Ahmet ise tekli koltukta oturmuş sigarasını yudumluyordu.
"Doğan nerde?" diye sordum Ayşeyi görmezden gelerek.
"Ooo kardeşim eski yarini görünce kafan uçtu hatırlamıyor musun? Doğan son görevden dolayı terfi aldı artık Adanada yaşıyor" dedi Erkut.
"Eski yar ha?" Ahmetin kırgın sesi içimi burktu.
"Anlat Ayşe" dedim bakışlarımı Ahmetten çekerek.
Bu ortamdan ayrılmak ve Ahmetle sakin bir gece geçirmek istiyordum.
"Önce sana sorduğum soruyu yanıtla. O kadar seviyordun beni hepsi sahte miydi?"
Ayşenin suyu bulandırması sinirlerimi bozsa da bir açıklamayı hak ediyordu.
"Eşcinsel değilim Ahmetselim" dedim.
"O ne la ?"
Sırtımdaki yastığı Erkutu susturmak için ona fırlattım. Acıyla yüzünü buruşturup bana baktı.
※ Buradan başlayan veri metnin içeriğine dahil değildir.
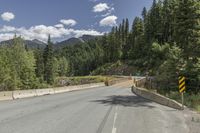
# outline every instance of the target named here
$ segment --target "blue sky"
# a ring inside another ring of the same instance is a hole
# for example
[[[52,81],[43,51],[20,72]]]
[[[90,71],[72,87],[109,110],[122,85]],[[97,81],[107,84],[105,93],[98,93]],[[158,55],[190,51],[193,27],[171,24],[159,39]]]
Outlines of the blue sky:
[[[0,0],[0,41],[17,35],[46,41],[101,35],[123,18],[130,23],[152,0]]]

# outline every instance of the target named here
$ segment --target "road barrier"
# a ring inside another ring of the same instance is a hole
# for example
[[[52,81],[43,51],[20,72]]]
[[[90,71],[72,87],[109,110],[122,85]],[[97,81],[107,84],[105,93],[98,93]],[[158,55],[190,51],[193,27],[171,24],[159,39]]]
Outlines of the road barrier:
[[[141,88],[141,87],[145,86],[144,79],[140,79],[140,80],[134,79],[134,81],[135,81],[135,84],[134,84],[134,86],[132,86],[132,92],[135,93],[136,95],[141,96],[146,99],[149,99],[156,103],[171,107],[171,108],[175,108],[175,109],[179,109],[179,110],[183,109],[182,105],[180,103],[176,102],[175,100],[167,98],[156,92],[152,92],[147,89]]]
[[[3,91],[0,92],[0,101],[3,100],[12,100],[13,99],[13,92],[12,91]]]
[[[114,80],[112,79],[112,80],[107,80],[105,82],[105,84],[107,86],[112,86],[112,85],[122,83],[122,82],[125,82],[125,81],[128,81],[128,80],[131,80],[131,79],[132,79],[131,77],[118,78],[118,79],[114,79]]]
[[[37,96],[35,90],[17,90],[13,91],[13,99],[35,97]]]
[[[102,87],[102,86],[105,86],[105,84],[91,83],[91,84],[85,84],[85,85],[65,86],[65,87],[47,88],[47,89],[3,91],[3,92],[0,92],[0,101],[43,96],[43,95],[52,95],[52,94],[57,94],[57,93],[90,89],[90,88]]]
[[[54,89],[36,89],[37,96],[51,95],[54,94]]]

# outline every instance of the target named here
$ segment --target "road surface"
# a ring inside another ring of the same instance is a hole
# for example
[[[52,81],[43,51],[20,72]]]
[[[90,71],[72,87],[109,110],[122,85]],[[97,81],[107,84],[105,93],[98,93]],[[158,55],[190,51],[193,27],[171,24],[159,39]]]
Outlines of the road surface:
[[[0,102],[0,133],[188,133],[183,113],[112,86]]]

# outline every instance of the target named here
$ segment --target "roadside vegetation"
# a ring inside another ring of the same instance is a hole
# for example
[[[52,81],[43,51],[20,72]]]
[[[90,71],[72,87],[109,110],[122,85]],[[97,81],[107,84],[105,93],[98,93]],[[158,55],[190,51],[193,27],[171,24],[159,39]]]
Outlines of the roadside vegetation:
[[[173,92],[169,96],[176,99],[182,75],[186,104],[199,109],[199,1],[154,0],[141,15],[133,22],[124,19],[104,36],[62,49],[53,48],[50,36],[46,48],[36,50],[15,36],[12,45],[0,47],[0,90],[44,88],[62,79],[71,85],[105,80],[74,76],[148,73],[158,91]]]

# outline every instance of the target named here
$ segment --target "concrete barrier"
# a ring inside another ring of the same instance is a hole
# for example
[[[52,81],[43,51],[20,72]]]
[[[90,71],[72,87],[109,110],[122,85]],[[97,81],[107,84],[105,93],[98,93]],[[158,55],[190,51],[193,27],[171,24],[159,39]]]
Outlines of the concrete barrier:
[[[180,103],[176,102],[175,100],[172,100],[170,98],[162,96],[158,93],[151,92],[151,91],[146,90],[144,88],[138,88],[138,87],[133,86],[132,92],[135,93],[138,96],[141,96],[145,99],[149,99],[149,100],[154,101],[156,103],[159,103],[159,104],[171,107],[171,108],[179,109],[179,110],[183,109],[182,105]]]
[[[69,87],[54,88],[54,92],[55,92],[55,94],[69,92]]]
[[[55,93],[64,93],[69,91],[76,91],[82,89],[90,89],[95,87],[102,87],[105,84],[102,83],[91,83],[85,85],[76,85],[76,86],[65,86],[57,88],[48,88],[48,89],[33,89],[33,90],[17,90],[17,91],[4,91],[0,92],[0,101],[2,100],[14,100],[27,97],[43,96],[43,95],[52,95]]]
[[[125,82],[125,81],[128,81],[128,80],[132,80],[132,79],[130,77],[126,77],[126,78],[108,80],[108,81],[105,82],[105,84],[107,86],[112,86],[112,85],[115,85],[115,84],[118,84],[118,83],[122,83],[122,82]]]
[[[54,93],[55,93],[54,89],[36,89],[37,96],[51,95]]]
[[[13,100],[13,92],[12,91],[0,92],[0,101],[4,100]]]
[[[17,90],[13,91],[13,99],[35,97],[37,96],[35,90]]]

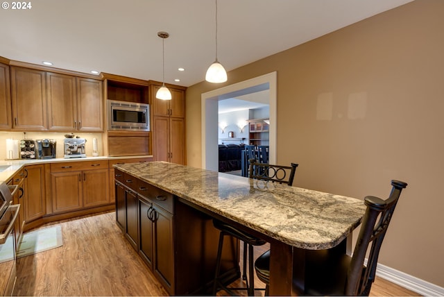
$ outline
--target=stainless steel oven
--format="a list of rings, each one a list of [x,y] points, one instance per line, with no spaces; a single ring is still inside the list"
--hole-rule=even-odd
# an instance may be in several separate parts
[[[109,130],[150,130],[150,106],[135,102],[108,100]]]
[[[14,227],[20,205],[11,203],[12,196],[18,189],[17,185],[8,186],[5,182],[0,183],[0,203],[3,210],[0,217],[0,294],[2,296],[12,295],[17,280]],[[12,193],[10,189],[12,189]]]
"Bundan önce de Ayşeseldi"
"Ahmet yapma" dedim. İmaları canımı yakmaya yeterdi.
"Neyi yapmayayım yağız? Sana evlilik teklifi ettiğim gece eski sevgilinle evime geliyorsun" sigarasını söndürüp ayağa kalktı.
Evden çıkmasından korkuyordum mutfağa ilerlediğinde derin bir iç çekip Ayşeye döndüm.
Bakışımı anlamış olacak ki konuşmaya başladı.
"Sen gittikten bir süre sonra okulumdaki bir öğretmenle görüşmeye başladım. Ama iş çirkinleşti şey... biz beraber olduk"
Ahmetten önce bunu duysaydım canım çok yanardı ama şimdi pek de tepki veremedim.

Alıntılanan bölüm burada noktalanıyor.